Dr Seeba, of the National ALS tertiary care centre in the Netherlands (NAC), is fighting the good fight. Explaining that advanced care planning is used to help individuals reflect, identify and articulate their needs as well as preventing under and over treatment. The chasm between patient and clinician can be wide – two totally different standpoints of understanding and ideas of disease. This is reflected in her research into the discussions which take place between patients and clinicians.
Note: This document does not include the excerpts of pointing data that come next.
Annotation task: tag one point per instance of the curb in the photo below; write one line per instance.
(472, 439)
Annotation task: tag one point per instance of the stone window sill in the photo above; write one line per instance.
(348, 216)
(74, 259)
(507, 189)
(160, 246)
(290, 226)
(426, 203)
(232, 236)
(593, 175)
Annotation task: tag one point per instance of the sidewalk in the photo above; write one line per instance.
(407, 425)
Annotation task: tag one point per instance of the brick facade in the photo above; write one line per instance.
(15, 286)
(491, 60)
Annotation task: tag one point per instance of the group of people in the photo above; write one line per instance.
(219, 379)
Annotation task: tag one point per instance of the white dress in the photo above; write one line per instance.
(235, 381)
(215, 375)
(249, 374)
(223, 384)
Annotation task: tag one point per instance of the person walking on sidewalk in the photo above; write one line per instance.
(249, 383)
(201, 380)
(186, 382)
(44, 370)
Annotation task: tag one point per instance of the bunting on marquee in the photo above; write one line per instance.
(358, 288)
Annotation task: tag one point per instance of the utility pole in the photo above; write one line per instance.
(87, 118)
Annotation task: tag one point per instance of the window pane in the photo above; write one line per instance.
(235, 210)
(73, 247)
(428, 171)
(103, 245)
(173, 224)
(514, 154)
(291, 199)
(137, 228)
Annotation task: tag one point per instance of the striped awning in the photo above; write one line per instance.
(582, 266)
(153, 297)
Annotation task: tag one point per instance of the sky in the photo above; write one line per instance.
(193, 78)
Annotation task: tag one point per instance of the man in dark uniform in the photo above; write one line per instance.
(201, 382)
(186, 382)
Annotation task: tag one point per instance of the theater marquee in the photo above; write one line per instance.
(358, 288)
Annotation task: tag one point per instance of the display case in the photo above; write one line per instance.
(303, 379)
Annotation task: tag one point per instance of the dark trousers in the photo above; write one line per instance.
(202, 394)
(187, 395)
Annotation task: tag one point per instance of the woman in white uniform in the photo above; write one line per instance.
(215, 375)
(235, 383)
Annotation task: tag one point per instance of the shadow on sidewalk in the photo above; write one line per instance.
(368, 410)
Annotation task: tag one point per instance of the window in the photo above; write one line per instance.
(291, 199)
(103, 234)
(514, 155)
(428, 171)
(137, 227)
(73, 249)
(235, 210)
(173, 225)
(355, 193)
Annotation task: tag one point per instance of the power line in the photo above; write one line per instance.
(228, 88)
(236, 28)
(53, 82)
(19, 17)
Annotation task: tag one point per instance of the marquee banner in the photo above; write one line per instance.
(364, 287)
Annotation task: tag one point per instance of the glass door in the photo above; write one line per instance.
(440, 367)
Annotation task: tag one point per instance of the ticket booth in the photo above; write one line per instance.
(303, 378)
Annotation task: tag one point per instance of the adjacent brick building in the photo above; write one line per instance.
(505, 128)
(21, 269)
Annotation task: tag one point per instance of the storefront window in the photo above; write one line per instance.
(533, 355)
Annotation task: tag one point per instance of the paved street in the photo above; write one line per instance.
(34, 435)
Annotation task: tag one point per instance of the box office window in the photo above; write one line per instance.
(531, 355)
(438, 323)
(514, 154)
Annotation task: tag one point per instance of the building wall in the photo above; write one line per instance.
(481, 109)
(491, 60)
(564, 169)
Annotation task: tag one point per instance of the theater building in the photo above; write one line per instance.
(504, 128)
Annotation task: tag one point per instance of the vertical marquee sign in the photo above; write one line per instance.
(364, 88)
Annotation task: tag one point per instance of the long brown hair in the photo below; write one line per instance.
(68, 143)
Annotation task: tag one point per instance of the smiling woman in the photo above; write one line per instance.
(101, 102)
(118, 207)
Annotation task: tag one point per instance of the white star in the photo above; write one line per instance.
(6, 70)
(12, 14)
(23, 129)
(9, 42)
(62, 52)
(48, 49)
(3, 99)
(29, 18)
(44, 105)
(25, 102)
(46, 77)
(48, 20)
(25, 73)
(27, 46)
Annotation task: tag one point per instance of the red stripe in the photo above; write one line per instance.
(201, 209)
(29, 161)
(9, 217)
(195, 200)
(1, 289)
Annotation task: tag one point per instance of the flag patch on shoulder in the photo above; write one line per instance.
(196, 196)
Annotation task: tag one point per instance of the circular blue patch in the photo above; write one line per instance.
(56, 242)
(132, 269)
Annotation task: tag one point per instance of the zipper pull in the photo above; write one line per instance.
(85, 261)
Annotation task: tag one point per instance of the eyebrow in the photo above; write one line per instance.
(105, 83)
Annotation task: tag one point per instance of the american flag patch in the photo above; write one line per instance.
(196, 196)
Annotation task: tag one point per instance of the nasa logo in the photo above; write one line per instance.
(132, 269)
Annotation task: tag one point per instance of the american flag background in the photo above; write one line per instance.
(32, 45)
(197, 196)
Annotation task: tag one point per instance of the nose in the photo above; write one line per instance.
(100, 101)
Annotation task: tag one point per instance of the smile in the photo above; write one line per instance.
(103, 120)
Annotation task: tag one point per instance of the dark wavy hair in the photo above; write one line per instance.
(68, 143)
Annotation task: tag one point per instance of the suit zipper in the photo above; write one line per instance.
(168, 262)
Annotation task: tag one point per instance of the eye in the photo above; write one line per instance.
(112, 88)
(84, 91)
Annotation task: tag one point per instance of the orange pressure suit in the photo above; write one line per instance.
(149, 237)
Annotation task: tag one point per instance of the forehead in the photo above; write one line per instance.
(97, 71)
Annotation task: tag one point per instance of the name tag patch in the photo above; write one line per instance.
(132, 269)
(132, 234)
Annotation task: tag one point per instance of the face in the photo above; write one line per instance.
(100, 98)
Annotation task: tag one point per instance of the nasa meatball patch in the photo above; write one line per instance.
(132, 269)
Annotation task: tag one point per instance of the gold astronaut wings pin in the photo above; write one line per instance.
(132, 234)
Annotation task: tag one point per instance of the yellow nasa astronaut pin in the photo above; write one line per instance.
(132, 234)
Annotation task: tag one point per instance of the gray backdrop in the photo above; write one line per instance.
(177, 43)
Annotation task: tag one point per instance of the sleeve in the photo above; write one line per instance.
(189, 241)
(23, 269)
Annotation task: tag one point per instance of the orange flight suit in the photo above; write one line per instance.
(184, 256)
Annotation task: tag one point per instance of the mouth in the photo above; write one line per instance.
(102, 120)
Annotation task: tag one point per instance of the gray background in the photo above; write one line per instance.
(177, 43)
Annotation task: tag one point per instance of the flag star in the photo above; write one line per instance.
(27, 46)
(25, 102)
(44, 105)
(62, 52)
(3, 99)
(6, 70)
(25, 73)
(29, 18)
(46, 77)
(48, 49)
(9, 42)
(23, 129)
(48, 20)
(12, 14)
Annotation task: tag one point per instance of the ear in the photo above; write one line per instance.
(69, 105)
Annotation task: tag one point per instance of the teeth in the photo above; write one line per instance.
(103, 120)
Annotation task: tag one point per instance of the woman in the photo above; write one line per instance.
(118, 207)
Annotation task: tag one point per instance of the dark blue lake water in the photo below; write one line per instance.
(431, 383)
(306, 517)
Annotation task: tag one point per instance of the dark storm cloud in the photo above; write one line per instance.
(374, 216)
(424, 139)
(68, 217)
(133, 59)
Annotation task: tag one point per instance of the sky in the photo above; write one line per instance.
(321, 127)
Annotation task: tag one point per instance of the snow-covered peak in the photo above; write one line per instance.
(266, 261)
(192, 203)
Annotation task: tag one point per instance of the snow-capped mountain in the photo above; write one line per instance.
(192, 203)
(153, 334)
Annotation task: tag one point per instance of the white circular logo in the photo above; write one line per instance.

The main reasons physicians cited they did not raise important topics were due to:
- Them having too little time
- They were uncertain of disease trajectories
- Speaking of expected death may ‘discourage’ patients
- Patients would not want to talk of death
From the patients’ point of view:
- Doctors shouldn’t be troubled with these matters
- It’s the doctors that will initiate the topics of discussion
Evidently, there is a conflict of viewpoints and I query whether what the doctors say constitute as genuine excuses. The nature of ALS is one of constant deterioration and uncertainty, with many opportunities patients feel powerless and resentful, perhaps appropriately so. Compassion is required at all stages from healthcare professionals to help patients with the emotional and psychological distress that occurs along the way. Empowerment of the patient comes in the form of arming the patient with knowledge that there may come a time when they cannot communicate their own decisions. To avoid the topic or misplace emphasis for fear of causing upset is to do harm to patient.
At the NAC, there are two initial appointments for diagnosis. Bad news is broken in the first appointment with a more detailed discussion following a ‘breathing space’ of a few weeks. This allows time for digestion of the diagnosis followed by a chance to resolve any misunderstanding.
Patients are then seen ritually every three months by a rehabilitative physician where an agenda is set each time. These topics are troublesome but unavoidable for patients. It is up to the physician to take the initiative to empower patients to become experts.
In the face of increasing disability and death, knowledge and preparation are invaluable. Dr Seeba has shown that holding hands with the patient throughout the ordeal guiding patients to make their own uncomfortable decisions is paramount.